Equilibrium calculation of phase fraction as a function of temperature for the Al0.875CoCrFeNi alloy using our current thermodynamic database
It has been found that both Al and Cr are stabilizers of the bcc-based structure.36 , 37 The effect of Al on the fcc/bcc phase transition has been discussed above in detail. It will be interesting to understand the effect of Cr in this regard. To take advantage of thermodynamic calculation, the isopleths of AlCoCr y FeNi-Al x CoCr y FeNi with y = 0.5, 1, 1.5, and 2, respectively, were calculated and shown in Fig. 5a–d. With the increasing addition of Cr ratios from 0.5 to 2 as shown in Fig. 5a–d, the disordered bcc-A2 phase becomes stable in larger and larger composition and temperature ranges at the expense of both ordered bcc_B2 and fcc. Figure 4 clearly indicates the difference of Al and Cr. In general, Al stabilizes both bcc_A2 and bcc_B2, yet it is more in favor of bcc_B2, while Cr stabilizes bcc_A2 but destabilizes bcc_B2. The phase transition ranges of Al x CoCr y FeNi alloys homogenized at 1100°C were also calculated and shown in Fig. 6. It indicates the bcc phase region increases and the fcc/fcc + bcc regions decrease with the increasing of Cr concentration. When the Cr ratio x = 2.0, no pure fcc phase region can form within the Al x CoCr2FeNi alloys.

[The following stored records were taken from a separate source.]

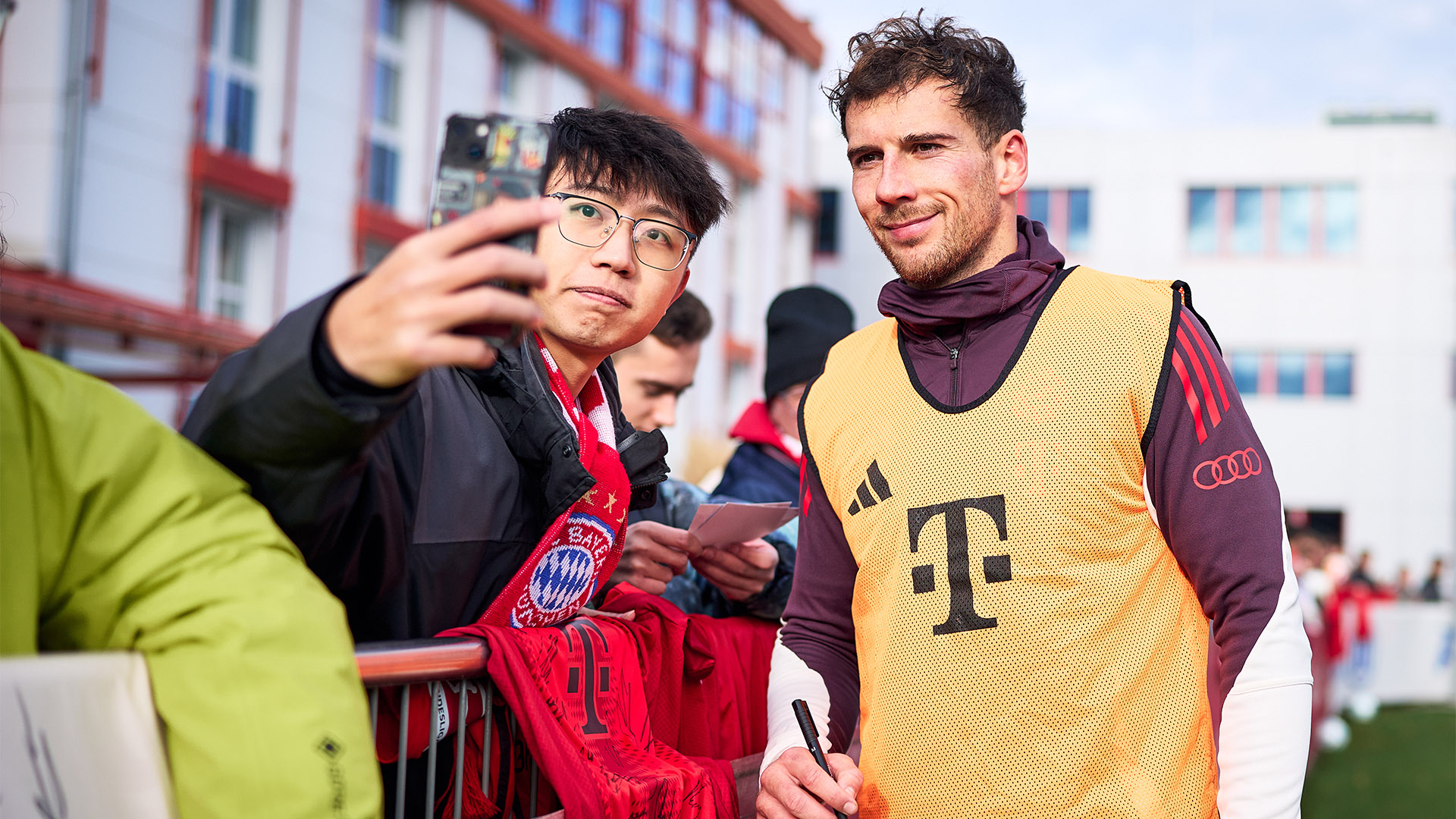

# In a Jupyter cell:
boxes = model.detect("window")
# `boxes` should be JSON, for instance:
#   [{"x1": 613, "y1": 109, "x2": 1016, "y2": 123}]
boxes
[
  {"x1": 1325, "y1": 185, "x2": 1356, "y2": 256},
  {"x1": 1232, "y1": 353, "x2": 1260, "y2": 395},
  {"x1": 1016, "y1": 188, "x2": 1092, "y2": 252},
  {"x1": 703, "y1": 80, "x2": 728, "y2": 134},
  {"x1": 369, "y1": 141, "x2": 399, "y2": 209},
  {"x1": 1022, "y1": 191, "x2": 1051, "y2": 224},
  {"x1": 814, "y1": 188, "x2": 839, "y2": 253},
  {"x1": 592, "y1": 0, "x2": 626, "y2": 68},
  {"x1": 632, "y1": 32, "x2": 667, "y2": 93},
  {"x1": 1233, "y1": 188, "x2": 1264, "y2": 253},
  {"x1": 364, "y1": 0, "x2": 405, "y2": 209},
  {"x1": 374, "y1": 60, "x2": 399, "y2": 125},
  {"x1": 223, "y1": 80, "x2": 255, "y2": 156},
  {"x1": 1228, "y1": 351, "x2": 1354, "y2": 398},
  {"x1": 1274, "y1": 353, "x2": 1309, "y2": 395},
  {"x1": 1323, "y1": 353, "x2": 1354, "y2": 398},
  {"x1": 1279, "y1": 185, "x2": 1313, "y2": 255},
  {"x1": 196, "y1": 196, "x2": 266, "y2": 324},
  {"x1": 1188, "y1": 184, "x2": 1357, "y2": 256},
  {"x1": 551, "y1": 0, "x2": 587, "y2": 42},
  {"x1": 1067, "y1": 190, "x2": 1092, "y2": 252},
  {"x1": 733, "y1": 99, "x2": 758, "y2": 152},
  {"x1": 497, "y1": 48, "x2": 526, "y2": 99},
  {"x1": 1188, "y1": 188, "x2": 1219, "y2": 253},
  {"x1": 202, "y1": 0, "x2": 258, "y2": 156},
  {"x1": 378, "y1": 0, "x2": 405, "y2": 39},
  {"x1": 671, "y1": 0, "x2": 698, "y2": 48},
  {"x1": 667, "y1": 51, "x2": 696, "y2": 114}
]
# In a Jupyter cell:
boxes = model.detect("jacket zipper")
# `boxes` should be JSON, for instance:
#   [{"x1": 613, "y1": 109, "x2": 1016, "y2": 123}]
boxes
[{"x1": 951, "y1": 347, "x2": 961, "y2": 406}]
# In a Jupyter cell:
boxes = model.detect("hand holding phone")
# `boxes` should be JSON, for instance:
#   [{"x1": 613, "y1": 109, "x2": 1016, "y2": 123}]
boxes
[
  {"x1": 429, "y1": 114, "x2": 552, "y2": 347},
  {"x1": 323, "y1": 199, "x2": 560, "y2": 388}
]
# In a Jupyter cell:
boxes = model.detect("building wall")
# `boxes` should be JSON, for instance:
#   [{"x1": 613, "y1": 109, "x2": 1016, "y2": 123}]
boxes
[
  {"x1": 0, "y1": 0, "x2": 818, "y2": 471},
  {"x1": 815, "y1": 119, "x2": 1456, "y2": 577}
]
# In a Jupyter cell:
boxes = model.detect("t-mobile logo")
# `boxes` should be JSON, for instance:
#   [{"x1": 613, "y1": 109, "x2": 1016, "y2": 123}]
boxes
[{"x1": 905, "y1": 495, "x2": 1010, "y2": 634}]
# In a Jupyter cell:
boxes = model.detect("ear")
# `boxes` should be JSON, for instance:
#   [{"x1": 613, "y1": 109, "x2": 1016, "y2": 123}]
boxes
[
  {"x1": 673, "y1": 268, "x2": 693, "y2": 302},
  {"x1": 992, "y1": 130, "x2": 1028, "y2": 196}
]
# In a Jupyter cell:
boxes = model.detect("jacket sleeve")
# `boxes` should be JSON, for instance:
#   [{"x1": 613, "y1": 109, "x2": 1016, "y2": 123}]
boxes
[
  {"x1": 0, "y1": 332, "x2": 380, "y2": 817},
  {"x1": 182, "y1": 284, "x2": 419, "y2": 588},
  {"x1": 763, "y1": 422, "x2": 859, "y2": 768},
  {"x1": 1146, "y1": 307, "x2": 1312, "y2": 819}
]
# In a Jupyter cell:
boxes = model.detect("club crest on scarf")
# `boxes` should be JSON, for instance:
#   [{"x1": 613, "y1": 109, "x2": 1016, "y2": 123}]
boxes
[{"x1": 479, "y1": 337, "x2": 632, "y2": 628}]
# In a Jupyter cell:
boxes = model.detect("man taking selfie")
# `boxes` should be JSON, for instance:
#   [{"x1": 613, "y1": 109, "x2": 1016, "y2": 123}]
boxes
[
  {"x1": 757, "y1": 17, "x2": 1310, "y2": 819},
  {"x1": 184, "y1": 108, "x2": 726, "y2": 642}
]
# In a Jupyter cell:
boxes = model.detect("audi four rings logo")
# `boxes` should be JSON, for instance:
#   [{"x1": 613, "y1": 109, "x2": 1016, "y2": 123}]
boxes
[{"x1": 1192, "y1": 447, "x2": 1264, "y2": 490}]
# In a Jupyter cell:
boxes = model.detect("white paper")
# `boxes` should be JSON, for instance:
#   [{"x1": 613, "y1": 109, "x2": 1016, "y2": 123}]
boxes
[{"x1": 687, "y1": 501, "x2": 799, "y2": 547}]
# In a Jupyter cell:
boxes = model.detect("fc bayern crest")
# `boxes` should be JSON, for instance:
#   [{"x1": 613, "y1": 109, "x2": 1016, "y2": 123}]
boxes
[{"x1": 513, "y1": 513, "x2": 613, "y2": 625}]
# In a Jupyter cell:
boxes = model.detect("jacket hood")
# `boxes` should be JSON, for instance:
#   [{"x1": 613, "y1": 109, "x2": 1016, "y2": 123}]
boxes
[{"x1": 728, "y1": 400, "x2": 802, "y2": 463}]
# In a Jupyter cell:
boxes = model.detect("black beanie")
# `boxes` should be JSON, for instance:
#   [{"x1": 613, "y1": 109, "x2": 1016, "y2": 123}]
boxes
[{"x1": 763, "y1": 286, "x2": 855, "y2": 398}]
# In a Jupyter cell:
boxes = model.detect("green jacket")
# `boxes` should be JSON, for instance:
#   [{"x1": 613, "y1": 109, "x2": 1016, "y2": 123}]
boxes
[{"x1": 0, "y1": 328, "x2": 381, "y2": 819}]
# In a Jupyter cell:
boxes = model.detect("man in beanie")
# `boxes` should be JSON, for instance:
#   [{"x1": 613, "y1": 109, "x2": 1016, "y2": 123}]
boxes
[{"x1": 715, "y1": 286, "x2": 855, "y2": 503}]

The calculated isopleth of the Al x CoCr y FeNi alloys with x = 0.5–2, y = 0.5, 1.0, 1.5, and 2.0 using our current thermodynamic description
The calculated transition ranges of the Al x CoCr y FeNi alloys homogenized at 1100°C
Isopleths with various ratios of Co, Fe, and Ni are also calculated in order to fully understand the effect of each element on the fcc/bcc phase transition of the AlCoCrFeNi-based HEAs. Figure 7a is the vertical section of AlCrFeNi-AlCoxCrFeNi, Fig. 7b is the vertical section of AlCoCrNi-AlCoCrFexNi, and Fig. 7c is that for the AlCoCrFe-AlCoCrFeNix. As is seen from Fig. 7, the Co, Fe, and Ni all act as fcc stabilizers. On the other hand, it is hard to get an fcc structure as the primary phase in all three vertical sections. This is because high Al ratio (Al = 1) is used in the calculation of these diagrams.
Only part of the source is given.